Please look at the existing resources/config-<user>.json
files. You may make a copy of one, and update it with references to the secrets on your dev machine. For example, resources/kyle-config.json
looks like
{
"$ref": "../config.json",
"database.$ref": "~/private.json#treeherder",
"deviant_summary.account_info.$ref": "file:///e:/moz-fx-dev-ekyle-treeherder-a838a7718652.json",
"constants.measure_noise.analysis.SCATTER_RANGE": "month",
"constants.measure_noise.analysis.TREEHERDER_RANGE": "90day"
}
You may be able to guess where each of my secrets are found on my machine. For example, I have a private.json
file in my user directory. Here is an example of the contents:
// Example contents of ~/private.json
{
"treeherder": {
"host": "treeherder-prod-ro.cd3i3txkp6c6.us-east-1.rds.amazonaws.com",
"port" : 3306,
"username": "username",
"password": "password"
}
}
Feel free to add your resources/config-<user>.json
file and make a PR with it. Remember, never put secrets in your project directory; use references to secrets instead.
You may use
{"$ref":"env://MY_ENV_VARIABLE"}
to use environment variables. More details
Running Analysis
Ensure you are in the main project directory, and point to your config file
Linux/OSX
export PYTHONPATH=.:vendor
python measure_noise/analysis.py --config=resources/config-<user>.json
Windows
set PYTHONPATH=.;vendor
python measure_noise\analysis.py --config=resources\config-kyle.json
Some other options are
--id
- show specific signature_ids--download=<filename>
- Download all deviant statistics to file--deviant=<int>
- Show number of series with most deviant noise--outliers=<int>
- Show number of series with most outliers noise--modal=<int>
- Show number of series that seem bi-modal--skewed=<int>
- Show number of series where mean and median differ--ok=<int>
- Show number of series that are worst, but good enough--noise=<int>
- Show number of series with largest relative standard deviation--extra=<int>
- Show number of series where Perfherder has detected steps, but not MWU--missing=<int>
- Show number of series where Perfherder missed alerting
Post Analysis
The analysis.py
fills a local Sqlite database (as per the config file). It can be used to lookup other series that may be of interest, or to feed yet-another-program.
Windows
You must download the scipy
and numpy
binary packages.
Branch Development and Updating
You can merge your patches with PRs into the dev
branch. Merges into master happen on any version updates (reflecting a new package in PyPi).

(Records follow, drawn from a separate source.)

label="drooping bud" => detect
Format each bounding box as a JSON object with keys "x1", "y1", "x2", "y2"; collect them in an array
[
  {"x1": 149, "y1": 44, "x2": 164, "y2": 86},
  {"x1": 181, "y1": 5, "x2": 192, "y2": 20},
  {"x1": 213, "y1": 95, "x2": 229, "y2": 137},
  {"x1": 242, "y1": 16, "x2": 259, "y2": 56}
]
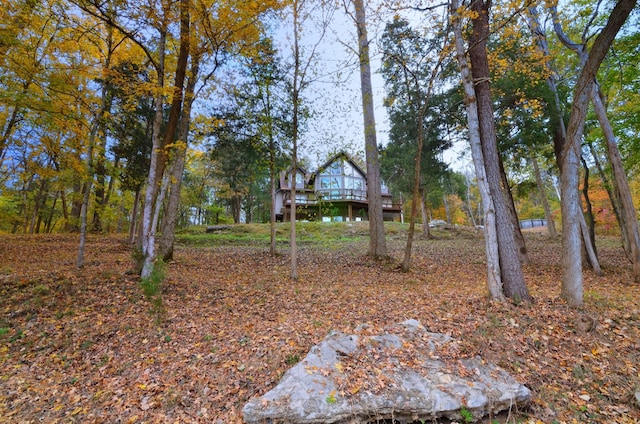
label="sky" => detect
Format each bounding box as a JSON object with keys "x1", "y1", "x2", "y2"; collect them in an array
[{"x1": 278, "y1": 2, "x2": 466, "y2": 170}]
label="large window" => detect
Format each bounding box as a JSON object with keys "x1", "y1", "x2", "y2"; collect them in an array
[{"x1": 318, "y1": 159, "x2": 367, "y2": 200}]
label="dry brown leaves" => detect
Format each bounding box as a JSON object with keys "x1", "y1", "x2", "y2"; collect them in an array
[{"x1": 0, "y1": 234, "x2": 640, "y2": 423}]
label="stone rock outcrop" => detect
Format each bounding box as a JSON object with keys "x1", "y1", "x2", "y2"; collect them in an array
[{"x1": 243, "y1": 320, "x2": 531, "y2": 424}]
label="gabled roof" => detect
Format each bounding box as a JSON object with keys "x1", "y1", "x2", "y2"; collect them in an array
[{"x1": 314, "y1": 150, "x2": 367, "y2": 178}]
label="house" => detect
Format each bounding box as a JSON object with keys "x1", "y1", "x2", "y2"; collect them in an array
[{"x1": 276, "y1": 152, "x2": 401, "y2": 225}]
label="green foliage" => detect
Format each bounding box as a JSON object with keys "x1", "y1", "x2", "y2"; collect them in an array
[
  {"x1": 140, "y1": 260, "x2": 166, "y2": 321},
  {"x1": 284, "y1": 354, "x2": 300, "y2": 366},
  {"x1": 0, "y1": 195, "x2": 20, "y2": 233},
  {"x1": 460, "y1": 406, "x2": 474, "y2": 423}
]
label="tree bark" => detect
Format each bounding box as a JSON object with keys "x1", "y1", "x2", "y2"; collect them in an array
[
  {"x1": 469, "y1": 0, "x2": 531, "y2": 302},
  {"x1": 136, "y1": 29, "x2": 167, "y2": 278},
  {"x1": 450, "y1": 0, "x2": 505, "y2": 301},
  {"x1": 353, "y1": 0, "x2": 387, "y2": 259},
  {"x1": 561, "y1": 0, "x2": 636, "y2": 307},
  {"x1": 498, "y1": 156, "x2": 529, "y2": 265},
  {"x1": 158, "y1": 57, "x2": 199, "y2": 262},
  {"x1": 531, "y1": 156, "x2": 558, "y2": 238}
]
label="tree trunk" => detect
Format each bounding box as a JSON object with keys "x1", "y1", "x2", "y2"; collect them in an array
[
  {"x1": 580, "y1": 156, "x2": 598, "y2": 262},
  {"x1": 129, "y1": 189, "x2": 140, "y2": 245},
  {"x1": 136, "y1": 29, "x2": 167, "y2": 278},
  {"x1": 531, "y1": 156, "x2": 558, "y2": 238},
  {"x1": 591, "y1": 84, "x2": 640, "y2": 283},
  {"x1": 561, "y1": 0, "x2": 636, "y2": 306},
  {"x1": 353, "y1": 0, "x2": 387, "y2": 259},
  {"x1": 158, "y1": 57, "x2": 200, "y2": 262},
  {"x1": 498, "y1": 157, "x2": 529, "y2": 265},
  {"x1": 401, "y1": 103, "x2": 428, "y2": 272},
  {"x1": 469, "y1": 0, "x2": 531, "y2": 302},
  {"x1": 450, "y1": 0, "x2": 505, "y2": 301},
  {"x1": 588, "y1": 142, "x2": 628, "y2": 240},
  {"x1": 420, "y1": 187, "x2": 431, "y2": 238}
]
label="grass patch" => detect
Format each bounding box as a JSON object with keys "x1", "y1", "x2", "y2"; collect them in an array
[
  {"x1": 176, "y1": 221, "x2": 407, "y2": 247},
  {"x1": 140, "y1": 260, "x2": 167, "y2": 322}
]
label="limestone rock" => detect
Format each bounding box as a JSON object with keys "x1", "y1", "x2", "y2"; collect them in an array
[{"x1": 243, "y1": 320, "x2": 531, "y2": 424}]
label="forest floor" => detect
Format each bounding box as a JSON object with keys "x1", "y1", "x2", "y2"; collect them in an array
[{"x1": 0, "y1": 227, "x2": 640, "y2": 423}]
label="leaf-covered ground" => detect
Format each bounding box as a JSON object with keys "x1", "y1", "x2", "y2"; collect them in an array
[{"x1": 0, "y1": 231, "x2": 640, "y2": 423}]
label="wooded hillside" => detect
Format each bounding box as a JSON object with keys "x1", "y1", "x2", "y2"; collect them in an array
[{"x1": 0, "y1": 229, "x2": 640, "y2": 423}]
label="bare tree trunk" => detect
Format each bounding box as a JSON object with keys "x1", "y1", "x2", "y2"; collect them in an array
[
  {"x1": 469, "y1": 0, "x2": 531, "y2": 302},
  {"x1": 588, "y1": 142, "x2": 628, "y2": 235},
  {"x1": 158, "y1": 57, "x2": 200, "y2": 262},
  {"x1": 353, "y1": 0, "x2": 387, "y2": 259},
  {"x1": 561, "y1": 0, "x2": 636, "y2": 306},
  {"x1": 420, "y1": 188, "x2": 431, "y2": 238},
  {"x1": 580, "y1": 156, "x2": 597, "y2": 260},
  {"x1": 450, "y1": 0, "x2": 505, "y2": 301},
  {"x1": 141, "y1": 0, "x2": 190, "y2": 278},
  {"x1": 531, "y1": 156, "x2": 558, "y2": 238},
  {"x1": 499, "y1": 158, "x2": 529, "y2": 265},
  {"x1": 136, "y1": 29, "x2": 167, "y2": 278},
  {"x1": 401, "y1": 105, "x2": 428, "y2": 272},
  {"x1": 129, "y1": 189, "x2": 140, "y2": 245}
]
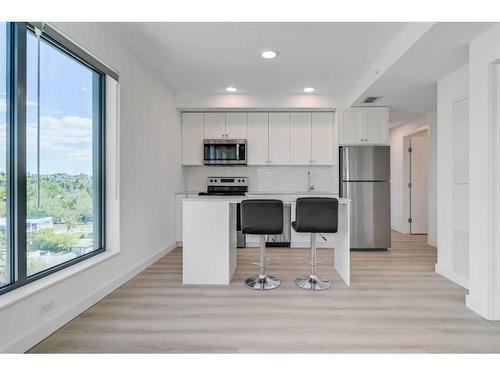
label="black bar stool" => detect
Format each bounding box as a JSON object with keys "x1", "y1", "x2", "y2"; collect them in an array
[
  {"x1": 241, "y1": 199, "x2": 283, "y2": 290},
  {"x1": 292, "y1": 197, "x2": 339, "y2": 290}
]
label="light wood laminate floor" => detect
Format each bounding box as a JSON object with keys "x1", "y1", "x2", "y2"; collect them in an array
[{"x1": 31, "y1": 233, "x2": 500, "y2": 353}]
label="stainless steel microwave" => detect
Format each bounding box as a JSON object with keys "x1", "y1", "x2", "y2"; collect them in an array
[{"x1": 203, "y1": 139, "x2": 247, "y2": 165}]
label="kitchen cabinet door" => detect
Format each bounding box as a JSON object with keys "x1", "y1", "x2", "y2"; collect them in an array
[
  {"x1": 226, "y1": 112, "x2": 247, "y2": 139},
  {"x1": 182, "y1": 113, "x2": 203, "y2": 165},
  {"x1": 363, "y1": 107, "x2": 389, "y2": 145},
  {"x1": 290, "y1": 112, "x2": 311, "y2": 165},
  {"x1": 205, "y1": 112, "x2": 226, "y2": 139},
  {"x1": 268, "y1": 112, "x2": 290, "y2": 165},
  {"x1": 339, "y1": 108, "x2": 364, "y2": 145},
  {"x1": 311, "y1": 112, "x2": 333, "y2": 165},
  {"x1": 247, "y1": 112, "x2": 269, "y2": 165}
]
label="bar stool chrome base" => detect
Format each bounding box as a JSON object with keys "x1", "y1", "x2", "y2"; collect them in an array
[
  {"x1": 295, "y1": 275, "x2": 332, "y2": 291},
  {"x1": 245, "y1": 275, "x2": 281, "y2": 290}
]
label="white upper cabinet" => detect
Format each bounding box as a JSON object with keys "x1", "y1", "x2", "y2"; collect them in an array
[
  {"x1": 363, "y1": 107, "x2": 389, "y2": 145},
  {"x1": 339, "y1": 107, "x2": 389, "y2": 145},
  {"x1": 311, "y1": 112, "x2": 333, "y2": 165},
  {"x1": 290, "y1": 112, "x2": 311, "y2": 165},
  {"x1": 247, "y1": 112, "x2": 269, "y2": 165},
  {"x1": 339, "y1": 108, "x2": 363, "y2": 144},
  {"x1": 182, "y1": 109, "x2": 338, "y2": 165},
  {"x1": 205, "y1": 112, "x2": 226, "y2": 139},
  {"x1": 182, "y1": 113, "x2": 203, "y2": 165},
  {"x1": 268, "y1": 112, "x2": 290, "y2": 165},
  {"x1": 226, "y1": 112, "x2": 247, "y2": 139}
]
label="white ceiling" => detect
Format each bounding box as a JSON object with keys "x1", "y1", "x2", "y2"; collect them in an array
[
  {"x1": 356, "y1": 22, "x2": 493, "y2": 127},
  {"x1": 106, "y1": 22, "x2": 492, "y2": 126},
  {"x1": 107, "y1": 23, "x2": 405, "y2": 98}
]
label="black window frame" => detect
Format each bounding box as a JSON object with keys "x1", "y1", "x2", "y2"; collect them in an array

To upload to PyPi you need to have access as a contributor to the moz-measure-noise
package found here, as well as in the testpypi package found here.
If you want to upload a package to PyPi, first ensure the changes work locally using the Development instructions above. Increase the version number by adding a .dev
to the end of the version. Next, ensure you have the build
, and twine
modules available:
python3 -m pip install build
python3 -m pip install twine
Now build your packages:
python3 -m build
And upload to the test server:
twine upload -r testpypi dist/*
Then, you should be able to install it with the following in a virtualenv (the --extra-index-url
is required to pull in requirements from the main pypi server):
python3.8 -m pip install --index-url https://test.pypi.org/simple/ --extra-index-url https://pypi.org/simple moz-measure-noise==2.59.0.1
Test the package and ensure your changes are working.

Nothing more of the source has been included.